An open API service indexing awesome lists of open source software.

https://github.com/edcalderin/handwritten-digit-recognition

Detect handwritten numbers using cosine similarity metric
https://github.com/edcalderin/handwritten-digit-recognition

cosine-similarity docker handwritten-digit-recognition poetry python streamlit

Last synced: 2 months ago
JSON representation

Detect handwritten numbers using cosine similarity metric

Awesome Lists containing this project

README

          

# Handwritten Digit Recognition with Cosine Similarity

[![Ruff](https://img.shields.io/endpoint?url=https://raw.githubusercontent.com/astral-sh/ruff/main/assets/badge/v2.json)](https://github.com/astral-sh/ruff)

![Cover image](./images/cover.jpg)
*

Image credits: AI Geek Programmer article

*

## Table of Contents

* [Problem statement](#problem-statement)
* [Directory layout](#directory-layout)
* [Running the app with Docker (Recommended)](#running-the-app-with-docker-recommended)
* [Running the app manually](#running-the-app-manually)
* [Quality code](#quality-code)
* [Checkpoints](#checkpoints)
* [References](#references)

## Problem statement

In this project, I introduce a different and naive approach to the popular problem of handwritten digit recognition, widely used in Machine Learning and Convolutional Neural Network by enthusiasts who start in this field. Maybe it is unnecessary to describe the idea behind as you have probably read, seen or implemented this kind of problems on your own, but in this opportunity I decided go through an algebraic solution to identify digits written by hand making usage of the cosine similarity metric [(See on references)](#references).

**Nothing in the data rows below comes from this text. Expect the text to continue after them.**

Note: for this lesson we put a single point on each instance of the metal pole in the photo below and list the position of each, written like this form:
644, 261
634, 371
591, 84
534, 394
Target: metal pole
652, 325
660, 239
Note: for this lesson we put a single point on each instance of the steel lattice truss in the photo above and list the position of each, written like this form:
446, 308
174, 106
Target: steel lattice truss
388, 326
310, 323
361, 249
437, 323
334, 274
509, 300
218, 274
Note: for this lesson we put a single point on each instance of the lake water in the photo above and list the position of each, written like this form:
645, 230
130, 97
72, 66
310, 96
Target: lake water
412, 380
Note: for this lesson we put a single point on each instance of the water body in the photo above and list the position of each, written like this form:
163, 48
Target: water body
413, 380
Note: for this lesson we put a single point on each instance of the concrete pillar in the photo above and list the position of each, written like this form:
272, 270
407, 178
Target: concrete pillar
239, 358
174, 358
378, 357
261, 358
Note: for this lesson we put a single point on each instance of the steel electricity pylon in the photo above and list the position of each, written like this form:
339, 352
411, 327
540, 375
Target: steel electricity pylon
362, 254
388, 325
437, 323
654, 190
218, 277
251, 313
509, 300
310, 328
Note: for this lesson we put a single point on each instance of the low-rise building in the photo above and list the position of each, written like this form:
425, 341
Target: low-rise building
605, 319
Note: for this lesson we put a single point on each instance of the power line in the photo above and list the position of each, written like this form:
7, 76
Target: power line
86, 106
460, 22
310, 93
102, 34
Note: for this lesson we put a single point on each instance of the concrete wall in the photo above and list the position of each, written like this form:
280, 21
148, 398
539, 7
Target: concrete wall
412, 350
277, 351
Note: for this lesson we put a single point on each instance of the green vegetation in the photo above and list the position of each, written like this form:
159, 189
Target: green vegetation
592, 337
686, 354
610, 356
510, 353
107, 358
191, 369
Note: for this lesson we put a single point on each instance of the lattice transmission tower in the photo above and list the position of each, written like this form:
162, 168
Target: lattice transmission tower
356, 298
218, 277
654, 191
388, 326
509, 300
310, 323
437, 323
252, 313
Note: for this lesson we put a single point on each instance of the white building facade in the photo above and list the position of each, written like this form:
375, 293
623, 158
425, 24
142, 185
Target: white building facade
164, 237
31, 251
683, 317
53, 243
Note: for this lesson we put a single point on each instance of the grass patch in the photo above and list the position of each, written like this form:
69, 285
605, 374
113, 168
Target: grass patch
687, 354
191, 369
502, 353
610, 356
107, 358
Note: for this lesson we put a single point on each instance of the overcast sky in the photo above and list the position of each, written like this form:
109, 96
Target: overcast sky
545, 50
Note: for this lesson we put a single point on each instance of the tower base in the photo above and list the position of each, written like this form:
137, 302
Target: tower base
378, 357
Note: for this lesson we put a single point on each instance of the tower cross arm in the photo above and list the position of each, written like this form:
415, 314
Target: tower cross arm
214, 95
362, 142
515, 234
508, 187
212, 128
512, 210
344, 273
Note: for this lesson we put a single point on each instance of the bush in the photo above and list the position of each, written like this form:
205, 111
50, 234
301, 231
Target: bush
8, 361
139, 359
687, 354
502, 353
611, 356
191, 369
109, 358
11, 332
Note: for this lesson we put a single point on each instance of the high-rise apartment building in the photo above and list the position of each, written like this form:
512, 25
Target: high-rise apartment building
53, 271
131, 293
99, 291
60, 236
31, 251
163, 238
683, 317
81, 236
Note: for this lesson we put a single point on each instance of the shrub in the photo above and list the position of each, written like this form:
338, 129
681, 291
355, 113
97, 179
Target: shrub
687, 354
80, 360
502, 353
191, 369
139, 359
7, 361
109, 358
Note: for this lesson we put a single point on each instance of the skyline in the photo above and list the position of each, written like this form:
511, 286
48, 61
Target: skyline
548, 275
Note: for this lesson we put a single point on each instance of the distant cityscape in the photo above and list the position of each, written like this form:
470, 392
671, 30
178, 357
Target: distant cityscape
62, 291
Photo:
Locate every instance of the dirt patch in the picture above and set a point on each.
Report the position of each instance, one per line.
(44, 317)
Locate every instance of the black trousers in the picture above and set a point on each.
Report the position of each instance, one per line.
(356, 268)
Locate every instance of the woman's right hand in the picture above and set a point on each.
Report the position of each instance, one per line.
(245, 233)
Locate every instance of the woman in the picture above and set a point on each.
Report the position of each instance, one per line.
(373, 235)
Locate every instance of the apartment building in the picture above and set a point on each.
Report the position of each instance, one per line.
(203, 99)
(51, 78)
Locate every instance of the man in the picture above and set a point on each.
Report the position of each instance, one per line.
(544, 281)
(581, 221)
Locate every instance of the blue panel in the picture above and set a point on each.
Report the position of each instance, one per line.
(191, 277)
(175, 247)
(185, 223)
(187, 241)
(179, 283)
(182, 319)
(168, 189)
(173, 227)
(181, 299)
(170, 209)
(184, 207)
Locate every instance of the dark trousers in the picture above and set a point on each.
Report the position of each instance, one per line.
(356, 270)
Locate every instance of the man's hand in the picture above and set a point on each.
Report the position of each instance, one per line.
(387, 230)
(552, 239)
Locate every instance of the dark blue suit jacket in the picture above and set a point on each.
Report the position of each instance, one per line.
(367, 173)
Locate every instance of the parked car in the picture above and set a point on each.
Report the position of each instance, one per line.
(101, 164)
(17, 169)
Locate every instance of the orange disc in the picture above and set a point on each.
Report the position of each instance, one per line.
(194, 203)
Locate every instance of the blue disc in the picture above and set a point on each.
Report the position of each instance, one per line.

The metric is calculated by measuring the similarity between two vectors and corresponds to the following formula:

$$ cos(\theta) = {
\sum\limits_{i=0}^{n-1} A_iB_i
\over
\sqrt{\sum\limits_{i=0}^{n-1} {A_i^2}} \sqrt{\sum\limits_{i=0}^{n-1} {B_i^2}}
}
$$

Where *A* and *B* represent bi-dimensional arrays, denoting the digit drawn by the user and the original digit intended to be the expected figure, respectively. Though these can interchanged in the formula.

I have designed a minimal yet functional Streamlit application to showcase this algorithm: Users select a number from a dropdown menu and then proceed to draw the selected number. The result will appear after press the `Compare` button. Additionally, I have categorized the results into three groups based on the score: **Excellent** (`score > 0.7`), **Good** (`score > 0.4`) and **Incorrect** (`score < 0.4`).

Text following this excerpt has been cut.